- The Washington Times - Monday, March 28, 2016


The only white people Democratic presidential front-runner Hillary Clinton is winning consistently is women older than 65.

On Saturday, Mrs. Clinton got whooped by rival Vermont Sen. Bernard Sanders in Washington state by 40 points. He also claimed decisive victories in Alaska and Hawaii.


Because all those states have a relatively small margin of African-American voters in their electorates. Hawaii’s Democratic voting electorate is 3 percent black, and Alaska’s and Washington’s is about 4 percent, according to past exit polls.

Mrs. Clinton’s sweep of the southern states — and prominent delegate lead — was driven by her turning out black votes and winning them by 80 percent margins.

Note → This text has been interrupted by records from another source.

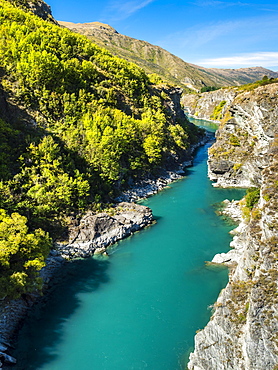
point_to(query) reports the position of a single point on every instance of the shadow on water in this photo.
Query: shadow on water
(81, 276)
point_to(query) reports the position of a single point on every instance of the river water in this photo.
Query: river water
(140, 308)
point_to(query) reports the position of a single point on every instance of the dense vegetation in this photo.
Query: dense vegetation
(76, 124)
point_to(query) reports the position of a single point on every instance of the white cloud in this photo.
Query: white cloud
(262, 59)
(119, 10)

Much of her appeal within that demographic is her promise to continue with President Obama’s legacy, many of whom adore the sitting president.

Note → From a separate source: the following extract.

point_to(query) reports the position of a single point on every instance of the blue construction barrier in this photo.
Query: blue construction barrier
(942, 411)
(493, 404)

White voters, on the other hand, are one of Mr. Sanders‘ core constituencies. His populist message has appealed to white-working class voters, who view U.S. trade-deals as a threat to American jobs, and see Wall Street — and establishment politics — as an insiders’ game only benefiting the rich and/or well connected.

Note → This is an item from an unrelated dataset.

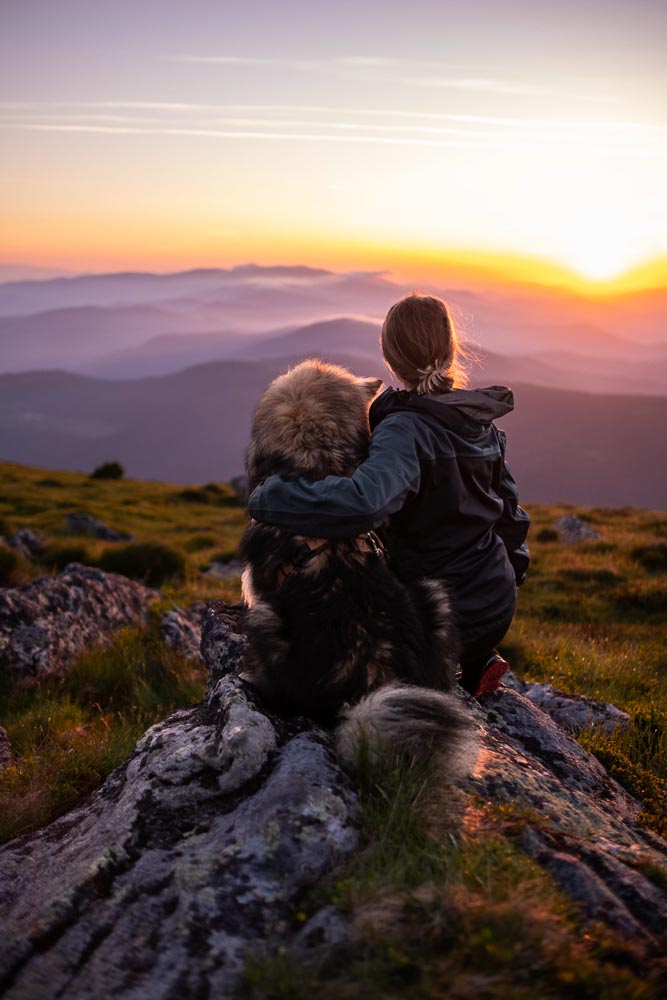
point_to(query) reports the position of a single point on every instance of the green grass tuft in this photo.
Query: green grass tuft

The dissatisfied white male helped propel Mr. Sanders to a surprise victory in Michigan; the white, youth-vote helped him achieve a virtual tie in Iowa; and the white woman helped Mr. Sanders’s cinch New Hampshire. However, he continually loses the African-American and Hispanic vote to Mrs. Clinton, and in most states, loses women over the age of 65.

According to an analysis by The Washington Post, when the composition of the black Democratic electorate has been below 7 percent for states where Democratic primary exit polling in 2008 or 2016 was available, Mrs. Clinton has lost by an average of 30 points this year. When it’s more than 7 percent, Mrs. Clinton has won by 26 percentage points.

So what does this mean moving forward? Mrs. Clinton will most likely become the presumed Democratic nominee because the most of the big prized states on the calendar (New York, California) are more diverse, and she has a near insurmountable super-delegate lead.

Moving into the general, however, Mrs. Clinton will need to improve her messaging with white voters — especially those who identify with Mr. Sanders‘ view on the economy and trade.

You see, Republican front-runner Donald Trump is fueling his campaign with an outsider, economic message. In Michigan and Mississippi, six in 10 Republican primary voters said free trade cost the country more jobs than it produced, and they overwhelmingly voted for Mr. Trump.

On the Democratic side, in Michigan, among those Democrats who felt income inequality was their top issue, Mr. Sanders beat Mrs. Clinton 60 percent to 39 percent, and again, by a double-digit margin of those who think trade takes away jobs.

By the time November rolls around, who knows what Mr. Trump’s popularity will be, how vicious the anti-Trump forces will become, or how his presumed nomination will galvanize minorities — and the Democratic base — to turn out for Mrs. Clinton.

But we also don’t know where the U.S. economy will be. Mr. Trump’s rails against trade, Wall Street and the political establishment class may just turn out to be his trump card.